Glad you’re still pressing on regardless!
Best, Trevor


I think you’ve clicked the ‘margin right’ icon (left, centre, right) on the top toolbar, Supratik. ‘Indent right’ is on the lower toolbar, and shows as a page of text with an arrow pointing right in it (or left if wanting to go left in its partner icon), it moves the whole text from the default left margin by increments with each click. I find three increments in from the left is just about right for poetry, and one or two for prose.


Well…..nah……place the curser before “Our” and “Enter” a couple of times to bring the piece down from the top slightly (Get rid of the second ‘Belief System’), also place curser after “reign” at the bottom and Enter a couple of times. Maintains the integrity of the whole piece and is worth it!
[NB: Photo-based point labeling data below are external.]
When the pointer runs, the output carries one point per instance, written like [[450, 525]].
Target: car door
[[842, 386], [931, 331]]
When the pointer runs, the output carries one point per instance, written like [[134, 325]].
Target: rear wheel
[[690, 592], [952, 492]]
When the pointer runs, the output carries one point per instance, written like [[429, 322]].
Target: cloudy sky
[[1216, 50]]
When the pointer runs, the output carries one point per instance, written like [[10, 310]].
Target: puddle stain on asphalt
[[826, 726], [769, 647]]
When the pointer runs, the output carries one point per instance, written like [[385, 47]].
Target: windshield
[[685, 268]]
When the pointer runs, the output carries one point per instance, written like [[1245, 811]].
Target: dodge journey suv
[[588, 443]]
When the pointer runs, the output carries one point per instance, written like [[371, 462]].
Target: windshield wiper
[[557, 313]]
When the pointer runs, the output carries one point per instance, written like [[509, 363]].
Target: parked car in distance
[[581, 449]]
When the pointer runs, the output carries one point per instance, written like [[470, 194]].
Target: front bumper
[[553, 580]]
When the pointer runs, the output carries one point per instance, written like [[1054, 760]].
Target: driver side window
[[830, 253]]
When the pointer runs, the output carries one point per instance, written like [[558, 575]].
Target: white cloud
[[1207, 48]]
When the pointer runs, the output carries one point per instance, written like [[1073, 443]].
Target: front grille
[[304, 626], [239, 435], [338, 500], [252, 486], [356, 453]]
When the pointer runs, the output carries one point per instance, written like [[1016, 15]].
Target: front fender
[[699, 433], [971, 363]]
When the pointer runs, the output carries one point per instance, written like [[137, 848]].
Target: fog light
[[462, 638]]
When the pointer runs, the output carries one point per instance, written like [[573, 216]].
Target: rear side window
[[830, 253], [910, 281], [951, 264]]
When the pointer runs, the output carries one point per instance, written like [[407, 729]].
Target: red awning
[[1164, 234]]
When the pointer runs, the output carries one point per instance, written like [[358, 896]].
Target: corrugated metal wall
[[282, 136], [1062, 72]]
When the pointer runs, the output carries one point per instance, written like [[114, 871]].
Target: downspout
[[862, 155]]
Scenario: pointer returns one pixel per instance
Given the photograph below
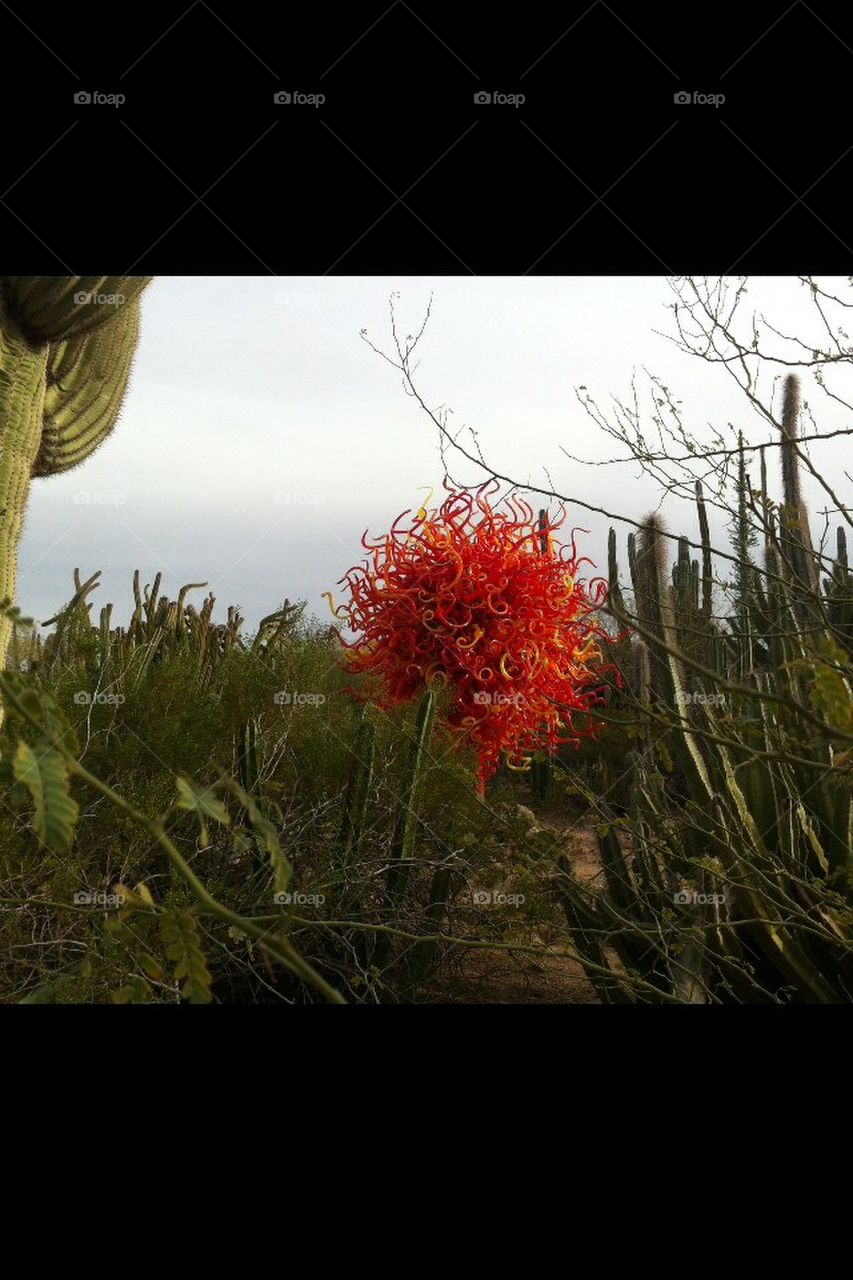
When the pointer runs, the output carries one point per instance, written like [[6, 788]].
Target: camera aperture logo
[[483, 698], [82, 97], [100, 699], [685, 99], [292, 699], [488, 897], [283, 97], [484, 99], [110, 901]]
Sorry, been out for some fresh air. Looks a lot better doesn’t it; places a good poem in its best light for reading; if the poem’s worthwhile composing, it’s worth the effort too, to present it well. Alison said that too, and her work is always well-presented. Learn a few extra moves, and you’re good thereafter?


I tend to travel less these days, stay more at home in Sweden, and here, we’ve had up to 38,5c the last couple of weeks, staying tropical at night which, as long as you consume a lot of water during the day, is the only real negative. Gone down to normal 22c – 24c now, with some much needed rain, so very pleasant again. Where are you located, city or rural?


Yeah, I’ve looked it up now, not too far from the Bangladesh border, and the Bay of Bengal. Looks very green, and with some really magnificent and majestic old buildings, looks a fabulous place! I hope it’s not too noisy, or too warm!


I don’t have any contact with Alison, not since her last visit and sad announcement on here. I expect it was quite an ordeal, and is biding her time, getting her strength up again. She is certainly missed.